ママの温かい温もりが美智子さんを通じて、旦那様と奥様の温かいまなざしを通して、心にどんどん押し寄せてくる。
「ママ、ごめんなさい…
ママ… ママ…」
ロビンの中で、ママへの想いは大きな苦しみとなっていた。
思い出せば悲しくて、考えれば苦しくて、幼いロビンはママへの想いを心の奥底に仕舞いこむしかなかった。
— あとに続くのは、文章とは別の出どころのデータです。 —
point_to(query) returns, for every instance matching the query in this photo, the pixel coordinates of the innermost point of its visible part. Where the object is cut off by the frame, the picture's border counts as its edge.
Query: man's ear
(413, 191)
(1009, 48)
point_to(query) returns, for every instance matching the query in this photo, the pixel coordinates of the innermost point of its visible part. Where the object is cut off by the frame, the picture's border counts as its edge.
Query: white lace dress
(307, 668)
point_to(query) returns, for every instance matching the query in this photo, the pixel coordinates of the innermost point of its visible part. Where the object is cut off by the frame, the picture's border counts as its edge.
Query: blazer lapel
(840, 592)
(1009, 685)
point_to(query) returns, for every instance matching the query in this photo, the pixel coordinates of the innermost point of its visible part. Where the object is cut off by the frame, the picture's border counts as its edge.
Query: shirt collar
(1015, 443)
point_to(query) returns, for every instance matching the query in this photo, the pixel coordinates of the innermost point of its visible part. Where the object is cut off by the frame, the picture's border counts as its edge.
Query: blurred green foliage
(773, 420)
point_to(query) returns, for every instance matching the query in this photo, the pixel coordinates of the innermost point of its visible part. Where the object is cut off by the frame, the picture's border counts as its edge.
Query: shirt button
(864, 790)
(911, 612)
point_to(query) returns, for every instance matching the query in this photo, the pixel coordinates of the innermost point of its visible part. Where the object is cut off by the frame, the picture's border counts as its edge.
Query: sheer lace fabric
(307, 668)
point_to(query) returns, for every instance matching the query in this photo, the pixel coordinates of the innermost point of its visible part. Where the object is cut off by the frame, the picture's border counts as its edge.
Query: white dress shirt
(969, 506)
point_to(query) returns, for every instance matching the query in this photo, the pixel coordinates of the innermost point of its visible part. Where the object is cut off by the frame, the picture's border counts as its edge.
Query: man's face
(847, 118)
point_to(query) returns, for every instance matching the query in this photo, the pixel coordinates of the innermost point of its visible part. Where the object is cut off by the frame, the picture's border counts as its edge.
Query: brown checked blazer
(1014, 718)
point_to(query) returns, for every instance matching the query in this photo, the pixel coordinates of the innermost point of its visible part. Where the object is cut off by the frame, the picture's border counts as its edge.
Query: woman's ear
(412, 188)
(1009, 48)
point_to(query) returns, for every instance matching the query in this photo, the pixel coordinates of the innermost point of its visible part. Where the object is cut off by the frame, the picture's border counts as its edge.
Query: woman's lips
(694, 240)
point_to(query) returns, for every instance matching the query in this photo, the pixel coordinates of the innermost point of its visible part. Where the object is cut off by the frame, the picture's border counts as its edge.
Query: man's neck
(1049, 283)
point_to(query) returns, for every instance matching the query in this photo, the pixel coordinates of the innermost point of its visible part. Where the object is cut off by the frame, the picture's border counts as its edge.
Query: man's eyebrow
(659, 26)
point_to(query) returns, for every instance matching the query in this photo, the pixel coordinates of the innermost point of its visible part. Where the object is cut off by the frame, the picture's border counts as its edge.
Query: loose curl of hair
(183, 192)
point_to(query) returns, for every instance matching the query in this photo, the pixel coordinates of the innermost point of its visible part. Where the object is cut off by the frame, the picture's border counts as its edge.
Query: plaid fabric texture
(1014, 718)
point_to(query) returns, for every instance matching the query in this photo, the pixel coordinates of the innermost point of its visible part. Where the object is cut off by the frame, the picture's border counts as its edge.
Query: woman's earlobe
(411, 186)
その切ない想いは時を超えて、今、受け止めてくれる場所へ戻ってきた。
大好きだったママの胸の中に…
「本当によかった…
ロビンちゃんがこの家に来てくれて。
そして、ファムさんの想いを伝える事ができて」
その奥様の言葉をきっかけに、美智子さんはまたお茶の準備をし始める。
今度は、ロビンも涙を拭きながら手伝った。
こうやって、先を見て、奥様達のお茶を準備するのは、ママがいつもやっていた事。
ロビンは、美智子さんがママの事を本当に尊敬して愛してくれていた事が嬉しくてたまらない。
そんな二人を見つめながら、健太郎は大げさにため息をついた。
嬉しいような寂しいようなそんな気分に浸りながら。